“Intel Inside.” What a brilliant piece of marketing that was.
With the campaign, consumers suddenly began to care about the brand of the processor in their home computers, and it propelled Intel into the dominant position in computer processing for more than a decade.
But for the last decade, Intel has been a fading star.
Intel has long supported the x86 architecture, which does what is known as “complex instruction set computing” (CISC). This architecture allows software code to be simpler and less demanding on memory and storage.
The demand for complex computer processors waned, and with the smartphone era, the demand shifted to processors that could balance power with energy efficiency.
This is where Intel has floundered.
All smartphones and tablets use reduced instruction set computing (RISC), and one of the most popular architectures is known as ARM, after its parent company ARM Holdings, Inc. (NASDAQ: ARMH).
ARM is nearly ubiquitous in mobile technology.
On Tuesday it was revealed that Intel, after a few abortive attempts at creating smartphones running on its x86 chips, will begin producing ARM chips.
What they’re doing
At the ARM developers conference, Altera (NASDAQ: ALTR) announced that Intel will be fabricating a 64-bit ARM Cortex A53 processor for its Stratix 10 system-on-a-chip. This is significant for a number of reasons.
Most of the currently available ARM chips are 32-bit. Apple broke out with the announcement that its A7 processor was 64 bit, but with this announcement, Intel is promising the first 64-bit quad-core ARM processor.

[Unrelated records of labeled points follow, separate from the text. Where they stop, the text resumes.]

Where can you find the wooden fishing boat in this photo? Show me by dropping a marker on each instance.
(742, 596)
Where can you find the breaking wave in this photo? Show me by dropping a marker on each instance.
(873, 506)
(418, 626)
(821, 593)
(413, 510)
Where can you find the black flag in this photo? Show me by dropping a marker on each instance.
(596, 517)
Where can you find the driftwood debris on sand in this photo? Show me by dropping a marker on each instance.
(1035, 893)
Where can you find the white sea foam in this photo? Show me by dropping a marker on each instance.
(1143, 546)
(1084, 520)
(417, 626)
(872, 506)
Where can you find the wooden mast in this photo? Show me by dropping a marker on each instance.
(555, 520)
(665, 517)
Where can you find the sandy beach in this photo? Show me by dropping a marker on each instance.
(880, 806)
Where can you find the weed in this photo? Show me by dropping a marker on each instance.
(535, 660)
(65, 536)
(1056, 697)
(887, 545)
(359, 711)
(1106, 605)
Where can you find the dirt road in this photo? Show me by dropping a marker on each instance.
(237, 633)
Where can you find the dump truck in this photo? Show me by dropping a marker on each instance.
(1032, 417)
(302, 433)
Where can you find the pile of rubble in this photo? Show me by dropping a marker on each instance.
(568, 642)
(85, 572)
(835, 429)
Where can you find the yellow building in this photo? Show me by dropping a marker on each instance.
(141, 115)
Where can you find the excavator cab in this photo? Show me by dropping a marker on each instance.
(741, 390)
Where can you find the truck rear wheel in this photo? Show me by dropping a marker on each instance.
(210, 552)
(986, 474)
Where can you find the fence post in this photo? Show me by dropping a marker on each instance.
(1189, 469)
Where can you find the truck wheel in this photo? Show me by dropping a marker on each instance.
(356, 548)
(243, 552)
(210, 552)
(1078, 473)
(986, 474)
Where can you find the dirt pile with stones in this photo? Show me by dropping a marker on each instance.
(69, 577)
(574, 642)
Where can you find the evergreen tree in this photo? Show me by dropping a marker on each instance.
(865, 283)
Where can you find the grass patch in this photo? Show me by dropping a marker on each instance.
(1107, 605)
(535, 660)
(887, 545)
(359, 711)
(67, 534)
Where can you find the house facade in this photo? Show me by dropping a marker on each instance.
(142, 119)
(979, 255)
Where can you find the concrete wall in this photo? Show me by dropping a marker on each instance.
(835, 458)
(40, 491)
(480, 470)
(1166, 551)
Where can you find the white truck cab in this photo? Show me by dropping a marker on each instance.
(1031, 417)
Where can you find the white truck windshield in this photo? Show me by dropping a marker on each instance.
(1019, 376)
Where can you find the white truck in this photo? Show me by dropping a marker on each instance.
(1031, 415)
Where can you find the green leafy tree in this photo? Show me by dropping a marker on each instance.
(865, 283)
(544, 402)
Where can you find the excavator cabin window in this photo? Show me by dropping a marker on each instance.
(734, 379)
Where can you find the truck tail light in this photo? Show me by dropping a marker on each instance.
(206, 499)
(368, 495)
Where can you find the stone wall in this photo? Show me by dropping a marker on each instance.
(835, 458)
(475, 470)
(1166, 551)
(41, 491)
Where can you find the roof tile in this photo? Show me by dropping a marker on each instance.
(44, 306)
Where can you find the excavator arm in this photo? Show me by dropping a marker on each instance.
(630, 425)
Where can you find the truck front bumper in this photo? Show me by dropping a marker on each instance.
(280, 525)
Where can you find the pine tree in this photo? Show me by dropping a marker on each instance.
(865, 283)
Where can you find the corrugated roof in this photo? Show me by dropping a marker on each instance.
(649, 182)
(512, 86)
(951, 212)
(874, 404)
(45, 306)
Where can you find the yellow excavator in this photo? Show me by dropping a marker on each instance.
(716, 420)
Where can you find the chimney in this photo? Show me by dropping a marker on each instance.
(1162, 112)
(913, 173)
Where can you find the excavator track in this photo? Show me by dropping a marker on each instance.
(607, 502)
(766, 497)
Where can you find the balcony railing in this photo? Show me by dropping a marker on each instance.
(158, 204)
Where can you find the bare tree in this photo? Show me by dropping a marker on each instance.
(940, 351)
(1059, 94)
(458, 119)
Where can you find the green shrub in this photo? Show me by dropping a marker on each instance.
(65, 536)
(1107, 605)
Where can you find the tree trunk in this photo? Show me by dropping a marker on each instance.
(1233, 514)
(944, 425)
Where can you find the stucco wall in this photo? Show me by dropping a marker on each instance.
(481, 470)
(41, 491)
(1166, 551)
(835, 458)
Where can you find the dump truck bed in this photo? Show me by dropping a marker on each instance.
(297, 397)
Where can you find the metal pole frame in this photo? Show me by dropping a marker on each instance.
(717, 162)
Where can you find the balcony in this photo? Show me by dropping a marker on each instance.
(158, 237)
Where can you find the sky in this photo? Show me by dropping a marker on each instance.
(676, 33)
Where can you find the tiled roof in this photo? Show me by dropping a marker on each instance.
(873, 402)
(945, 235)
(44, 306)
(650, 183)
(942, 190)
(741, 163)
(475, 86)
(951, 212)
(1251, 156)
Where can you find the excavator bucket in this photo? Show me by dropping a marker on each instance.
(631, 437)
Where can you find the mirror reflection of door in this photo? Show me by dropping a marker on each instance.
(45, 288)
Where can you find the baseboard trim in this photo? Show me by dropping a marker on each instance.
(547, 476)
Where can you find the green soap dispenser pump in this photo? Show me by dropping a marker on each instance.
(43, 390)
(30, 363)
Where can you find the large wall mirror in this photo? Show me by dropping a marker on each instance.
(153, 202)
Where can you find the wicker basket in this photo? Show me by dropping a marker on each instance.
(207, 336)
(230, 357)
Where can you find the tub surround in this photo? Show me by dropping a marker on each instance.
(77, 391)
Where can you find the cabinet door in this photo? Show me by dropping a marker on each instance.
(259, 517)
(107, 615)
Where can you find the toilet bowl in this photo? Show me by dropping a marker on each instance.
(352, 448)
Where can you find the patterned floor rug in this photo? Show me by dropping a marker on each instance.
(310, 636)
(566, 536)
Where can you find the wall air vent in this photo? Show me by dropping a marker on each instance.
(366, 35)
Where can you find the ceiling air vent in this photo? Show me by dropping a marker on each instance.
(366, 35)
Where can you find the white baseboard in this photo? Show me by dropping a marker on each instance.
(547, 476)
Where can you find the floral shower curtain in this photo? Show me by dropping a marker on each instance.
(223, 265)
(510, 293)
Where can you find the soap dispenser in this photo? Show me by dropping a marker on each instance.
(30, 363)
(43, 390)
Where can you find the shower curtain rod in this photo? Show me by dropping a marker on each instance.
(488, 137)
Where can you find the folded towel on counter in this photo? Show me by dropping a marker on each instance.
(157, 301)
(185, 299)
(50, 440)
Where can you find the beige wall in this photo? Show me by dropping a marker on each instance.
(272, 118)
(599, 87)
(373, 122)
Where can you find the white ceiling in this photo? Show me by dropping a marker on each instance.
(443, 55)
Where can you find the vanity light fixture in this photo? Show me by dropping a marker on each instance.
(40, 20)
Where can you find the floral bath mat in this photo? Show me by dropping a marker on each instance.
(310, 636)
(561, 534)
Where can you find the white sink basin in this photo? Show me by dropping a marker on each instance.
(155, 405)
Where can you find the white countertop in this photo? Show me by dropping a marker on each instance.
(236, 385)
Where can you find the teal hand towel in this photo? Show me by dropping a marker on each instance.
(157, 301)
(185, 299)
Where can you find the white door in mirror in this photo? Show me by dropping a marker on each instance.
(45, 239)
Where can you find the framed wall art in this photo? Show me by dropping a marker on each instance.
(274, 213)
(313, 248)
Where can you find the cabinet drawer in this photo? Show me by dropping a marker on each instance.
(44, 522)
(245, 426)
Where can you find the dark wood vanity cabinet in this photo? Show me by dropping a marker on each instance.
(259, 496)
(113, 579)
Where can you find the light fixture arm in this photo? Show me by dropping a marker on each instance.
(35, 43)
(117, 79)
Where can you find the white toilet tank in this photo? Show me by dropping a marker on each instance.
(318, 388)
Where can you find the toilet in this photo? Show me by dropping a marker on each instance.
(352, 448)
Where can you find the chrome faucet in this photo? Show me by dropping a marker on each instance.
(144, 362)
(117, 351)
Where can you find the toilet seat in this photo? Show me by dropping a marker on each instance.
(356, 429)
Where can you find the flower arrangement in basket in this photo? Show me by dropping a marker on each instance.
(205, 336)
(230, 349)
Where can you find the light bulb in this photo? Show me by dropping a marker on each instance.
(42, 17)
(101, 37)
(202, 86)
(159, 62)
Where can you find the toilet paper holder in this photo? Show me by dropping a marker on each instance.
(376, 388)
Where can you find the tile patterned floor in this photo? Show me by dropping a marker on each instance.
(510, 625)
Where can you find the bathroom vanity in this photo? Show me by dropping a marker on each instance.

On its face, it looks like Intel is caving into competitive pressures from the likes of Nvidia, Qualcomm and Samsung by jumping over to the most popular mobile architecture.
But this announcement is not a new attempt on the smartphone market just yet. These Altera chips are generally used in communications infrastructure and network appliances, where the power supply is constant, and applications single.
Intel’s weak x86 mobile strategy is not changing yet.
Instead, it’s a sign that Intel’s foundry business is a potential winner in spaces where Intel itself has traditionally done poorly.
What it means
Intel can be hired to manufacture chips for other semiconductor companies. For a long time, the only chips Intel produced were its own.
Now, major “fabless” semiconductor companies like Qualcomm, Nvidia, and Broadcom can contract Intel to build their chips for them. This is known as the foundry model in chipmaking, and leading companies TSMC, Samsung, and Globalfoundries all participate.
Intel does not have the largest semiconductor fabrication facilities in the world. What it does have is a 14 nanometer chipmaking process, which puts Intel ahead of most other companies in terms of transistor density and cost effectiveness.
Taiwan Semiconductor Manufacturing Co. (TSMC) is the world’s highest grossing foundry, but it still hasn’t released its own 20nm process, The company expects to make more than 30 designs using this process in 2014. At that point, Intel’s 14nm Broadwell processor family is expected to begin rolling out.
In other words, Intel is now positioned as an alternative ARM foundry for the major hardware providers in the smartphone world, even though it hasn’t actually started making the chips yet.